Não
há tempo a perder.
As
cenas iniciais de fuga desesperada do traficante perseguido pelo polícia Hamid
(Houman Kiai) terminam de modo brutal. Será uma das histórias que fará correr
ainda mais o incorruptível Samad (Payman Maadi) buscando provas e colocando
questões ao juiz (Farhad Aslani), tentando desenrolar o novelo da lei iraniana
que condena à morte tanto o maior traficante como o mais insignificante. Pelo meio, vai
ficando a queda do procurado dealer Naser Khakzad (Navid Mohammadzadeh) que se
deita calçado, não consegue dormir sem comprimidos, protege a família com unhas
e dentes e é traído pela ex-namorada lavada em lágrimas, Elham (Parinaz
Izadyar).
Tudo
o resto é a excepcional encenação cinematográfica sustentando esse número incompreensível
que dá o título internacional ao filme: «Just 6,5»! São 6,5 milhões de
iranianos envolvidos na síntese, no tráfico e no consumo de droga.
Este
diabólico thriller de acção surge
como uma verdadeira ópera onde o coro imenso e miserável de centenas de drogados
famintos fazem de regra e contra-regra, num palco sumptuoso apesar de exíguo, ao
ininterrupto diálogo dos actores que se iludem perseguindo uma verdade que
dificilmente sairá vencedora.

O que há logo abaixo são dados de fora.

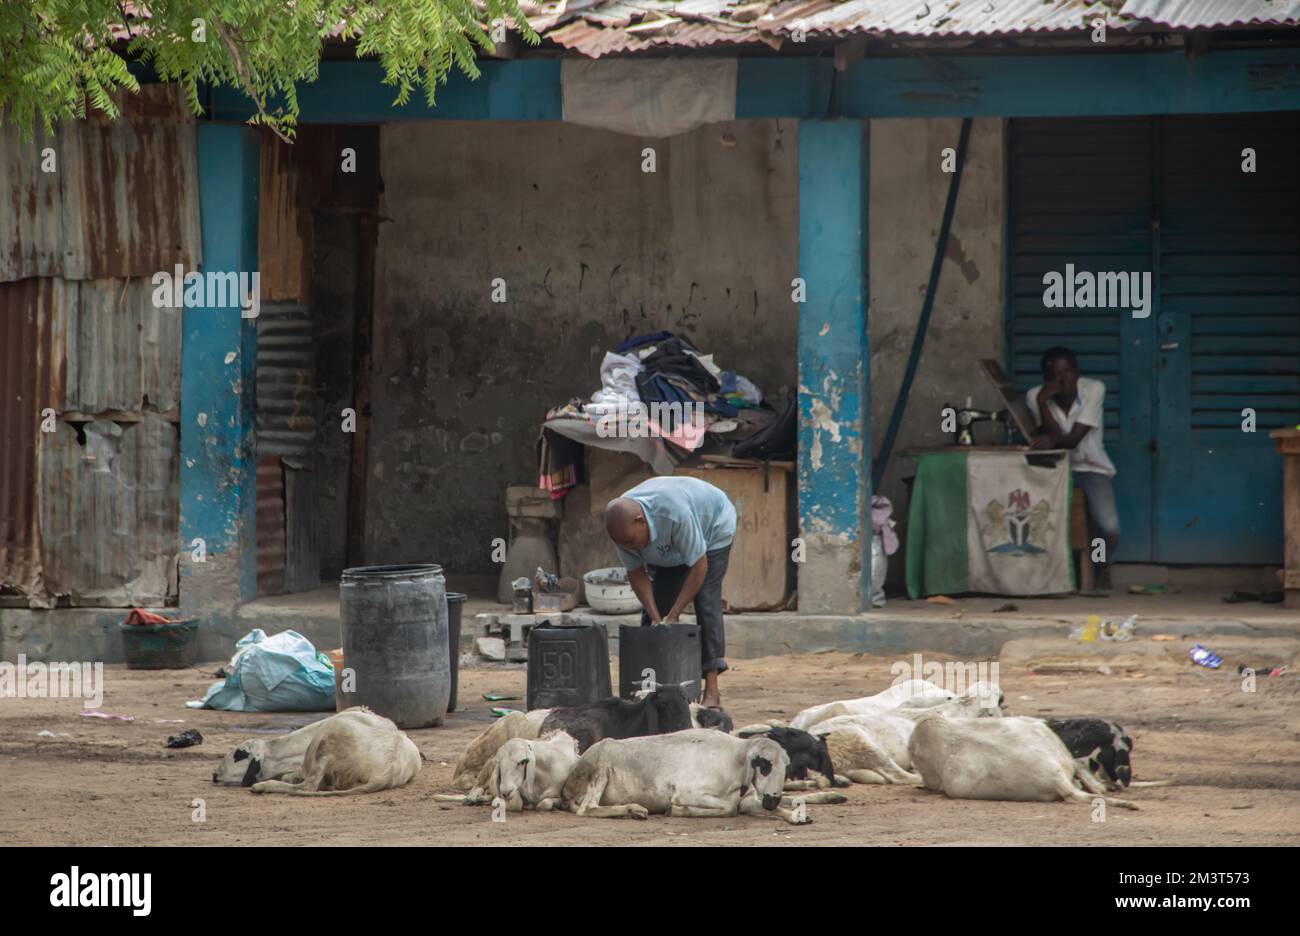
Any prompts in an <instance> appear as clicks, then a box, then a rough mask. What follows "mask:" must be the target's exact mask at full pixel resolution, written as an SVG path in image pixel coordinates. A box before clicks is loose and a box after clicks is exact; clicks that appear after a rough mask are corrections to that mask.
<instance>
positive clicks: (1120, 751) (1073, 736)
mask: <svg viewBox="0 0 1300 936" xmlns="http://www.w3.org/2000/svg"><path fill="white" fill-rule="evenodd" d="M1045 722H1047V723H1048V728H1050V729H1052V731H1053V732H1054V733H1056V736H1057V737H1058V738H1061V741H1062V744H1065V746H1066V750H1069V751H1070V755H1071V757H1074V759H1075V761H1078V762H1079V763H1080V766H1082V767H1084V768H1086V770H1087V771H1088V772H1089V774H1092V776H1093V777H1096V779H1097V781H1099V783H1101V784H1102V785H1104V787H1105V788H1106V789H1109V790H1119V789H1123V788H1125V787H1169V785H1170V784H1173V783H1174V781H1173V780H1134V779H1132V762H1131V759H1130V758H1131V753H1132V749H1134V740H1132V738H1131V737H1128V732H1126V731H1125V729H1123V728H1122V727H1121V725H1118V724H1117V723H1114V722H1109V720H1106V719H1099V718H1073V719H1045Z"/></svg>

Esses famélicos não são actores, são mesmo os desesperados
iranianos que a droga e a sua lei remete para o esgoto da cidade.
Não
há mesmo tempo a perder. Não podemos deixar de seguir o diálogo imparável e os
cenários de cores, tons e padrões magníficos. Mas profundamente tristes. Também
o sentido operático vem daí, desse subterrâneo ímpar, sujo, esventrado.
E
como consegue o realizador, sobre tudo isto, ainda colocar o ridículo irónico,
que faz sorrir ante o climax final, tão soturno quanto medonho?
Não
há tempo a perder porque devemos tudo olhar (já que não somos falantes de
iraniano).
Aqui,
não temos mesmo tempo a perder porque não podemos desviar a consciência do olhar.
Um filme imprescindível.
Um filme belo que me ficará na memória, junto do coração, como aqueles outros vindos
do grande cinema do Irão: «Close Up» e «Shirin» de Abbas Kiarostami (1990, 2008),
«O Círculo» e «Taxi» de Jafar Panahi (2003, 2015) ou «Uma Separação» de Asghar
Farhadi (2011).
jef,
junho 2022
«A
Lei de Teerão» (Metri Shesh Va Nim / Just 6.5) de Saeed Roustayi. Com Payman
Maadi, Navid Mohammadzadeh, Parinaz Izadyar, Farhad Aslani, Houman Kiai, Maziar
Seyedi, Ali Bagheri, Marjan Ghamari, Yusef Khosravi, Amir Hossein Mirchi, Mehdi
Hoseini-nia, Giti Ghasemi, Asghar Piran, Mohammad Ali Mohammadi, Peyman
Ghasemzadeh, Javad Pourheidari. Argumento: Saeed Roustayi. Produção:
Seyed Jamal Sadatian, Arastoo Sohrabinya, Mohammad Sadegh Ranjkeshan. Fotografia:
Hooman Behmanesh. Música: Peyman Yazdanian. Irão, 2019, Cores, 135 min.